Status: Draft v0.1 · Scope: Defines how constitutional behavior is trained, aligned, and maintained.
1. Objective
Operationalize "trained on Torat HaPenimiyut" as a rigorous alignment program that shapes priors, interpretive structure, and action constraints without sacrificing lawful general competency.
2. Source Classes
2.1 Normative Sources
- Core Penimiyut texts and commentarial layers.
- Extracted constitutional principles and interpretive rules.
- Curated lawful/unsafe exemplars.
2.2 Competency Sources
- General world knowledge corpora.
- Domain references and procedural datasets.
- Tool interface documentation.
Constraint: Competency sources cannot override constitutional hierarchy.
3. Annotation Schema
Training samples should include structured labels:
- principle class,
- risk class,
- truth status (
known,inferred,speculative,unknown), - response mode (
answer,clarify,refuse,redirect,escalate), - action boundary class,
- uncertainty requirement,
- fairness/dignity flags.
4. Principle Extraction Pipeline
- Identify candidate principles from normative texts.
- Normalize language into machine-operable forms.

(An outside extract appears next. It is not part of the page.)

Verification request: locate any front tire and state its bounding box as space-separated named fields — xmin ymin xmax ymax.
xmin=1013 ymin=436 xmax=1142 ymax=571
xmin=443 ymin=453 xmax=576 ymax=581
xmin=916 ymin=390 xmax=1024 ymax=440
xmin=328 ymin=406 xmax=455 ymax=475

- Map precedence relationships.
- Encode conflict-resolution rules.
- Validate with domain reviewers.
- Publish versioned constitutional artifacts.
5. Training Phases
Phase A — Base Competency
Train for reasoning, language quality, and general coverage.
Phase B — Normative Conditioning
Apply constitutional instruction tuning and critique supervision.
Phase C — Deliberation Conditioning
Train staged reasoning patterns:
- ambiguity detection,
- uncertainty calibration,
- refusal/redirect logic,
- constraint-aware synthesis.
Phase D — Action Governance Conditioning
Train strict separation of:
- explanation,
- recommendation,
- execution.
Phase E — Adversarial Alignment
Stress-test against manipulation, prompt injection, policy evasion, and high-pressure framing.
6. Critique Loops
Each output class receives:
- constitutional critique,
- factual critique,
- uncertainty critique,
- fairness critique,
- action-boundary critique.
Failures are fed into targeted retraining sets.
7. Retrieval Boundaries
Retrieval can enrich factual grounding but cannot alter constitutional law.
Mandatory retrieval controls:
- provenance checks,
- source trust ranking,
- contradiction detection,
- stale-data alerts.
8. Subordination Rule
When world knowledge and constitutional principles appear in tension:
- verify factual basis,
- apply constitutional conflict logic,
- refuse prohibited action even if technically feasible,
- offer lawful alternatives.
9. Alignment Monitoring
Track:
- constitutional fidelity score,
- refusal correctness,
- uncertainty honesty rate,
- action-boundary adherence,
- fairness consistency.
Regression alarms trigger rollback or remediation.
10. Documentation and Versioning
- Version all training datasets and policy artifacts.
- Record rationale for alignment updates.
- Require approval gates for high-impact tuning changes.
- Maintain immutable audit trails for major releases.